Though the term “Family-Integrated Church” (FIC) is rather new, in practice it has been around for 2000 years. Of course, while each FIC is unique, we tend toward simple services, worshipping together as families, dispensing with programs like youth groups and placing a great deal of emphasis upon sound expository preaching as the centerpiece of our Sunday services.
Some have expressed concern that the Family-Integrated Church has set the family up as an “idol.” Certainly that can be done. But, does it automatically follow that simply because the family worships together we have made an idol of the family? Or, that because we do not comply with contemporary church models that the family is an idol? Have the members of Family-Integrated Churches made an idol of the family more than Baptists have made an idol of baptism, or Lutherans of Martin Luther?
These terms, Baptist and Lutheran are labels, like Family-Integrated Church, that merely communicate a message. They clarify and define various phenomena in the church – much of it healthy. Is it to be lamented that Luther broke away from the Roman Church? Haven’t labels such as Baptist, Presbyterian, Lutheran, Methodist, Disciples of Christ, Congregational, Episcopal, etc., generally emerged as “causes” that were intended to restore some neglected, if not forgotten, truth to the universal church?
With no intention of leaving their original church roots, many denominational founders were crying out to repair devastating breaches between the status quo and the mandates of scripture. Seeking to unite the church under seemingly-obvious truths, they desired to reform aspects of the church to some purity, power or vitality that was the New Testament Church. Even today, many of their works remain long after as guardians of some healthy aspect of biblical reform within mainstream evangelicalism.
Like them, we in Family-Integrated Churches put forward reforms derived from the scriptures. Our desire is not to tear down, but to build up. Along with godly pastors and youth ministers around the world, we cry out for revival among our youth.

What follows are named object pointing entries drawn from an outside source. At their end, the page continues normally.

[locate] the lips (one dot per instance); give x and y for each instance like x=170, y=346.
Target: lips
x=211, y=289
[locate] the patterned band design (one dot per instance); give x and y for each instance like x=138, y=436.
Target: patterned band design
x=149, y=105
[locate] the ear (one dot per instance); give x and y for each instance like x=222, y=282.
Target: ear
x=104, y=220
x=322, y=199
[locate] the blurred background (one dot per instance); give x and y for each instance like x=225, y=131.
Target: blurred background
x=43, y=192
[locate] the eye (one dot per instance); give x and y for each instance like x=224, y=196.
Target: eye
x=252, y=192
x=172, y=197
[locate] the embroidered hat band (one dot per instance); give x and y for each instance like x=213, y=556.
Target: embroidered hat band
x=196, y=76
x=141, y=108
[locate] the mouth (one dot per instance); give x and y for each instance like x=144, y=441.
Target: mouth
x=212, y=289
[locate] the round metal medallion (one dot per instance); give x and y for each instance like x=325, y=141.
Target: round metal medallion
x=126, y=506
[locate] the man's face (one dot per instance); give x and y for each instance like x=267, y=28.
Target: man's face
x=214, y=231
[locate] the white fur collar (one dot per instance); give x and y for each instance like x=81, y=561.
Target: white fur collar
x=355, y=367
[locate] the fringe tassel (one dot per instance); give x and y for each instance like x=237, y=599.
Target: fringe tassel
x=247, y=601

We are comrades in arms with men who preach sound doctrine and weep for the souls the next generation. With them our desire is to elevate Christ; to make and keep Him at the center of everything we do.
But we must speak! The methodologies that have emerged in recent centuries are failed; and their fruit is proven in the continued decline of the church. Any prudent observer can see that our youth are falling away from the church at an alarming rate and many who remain fail to embrace a truly biblical worldview. What are we going to do? How is God going to sustain the church of tomorrow? – by the parents of today following their biblical responsibilities to disciple their own children.
This is the heartbeat of the FIC message. And we cry out. We must compel the church to repair the breach between scripture and the status quo. We must cry out to save the next generation by equipping parents to actively and intentionally disciple their own children. We cannot afford to continue rocking parents to sleep in a false security that their children will be discipled within the walls of the church building. This is the message of the FIC – “Fathers, teach your children!” And, to the degree that the church is not vehemently proclaiming this message from every pulpit in America, we must cry out for reform.
This is not an easy message. Crying out is not enough. Our only validation is the fruit of our own families and churches. Don’t believe us for our much speaking – but for the fruit of our lives. Come test it! See if we do more than talk. And if our fruit, the retention of our children in the faith, is superior to the church at large – then, please consider our plea.
Yes, like Baptist, Lutheran, etc., Family-Integrated Church is a label. We wear it simply to make a distinction that this is where we communicate to families that the Christian home is God’s primary conduit of the gospel from one generation to the next.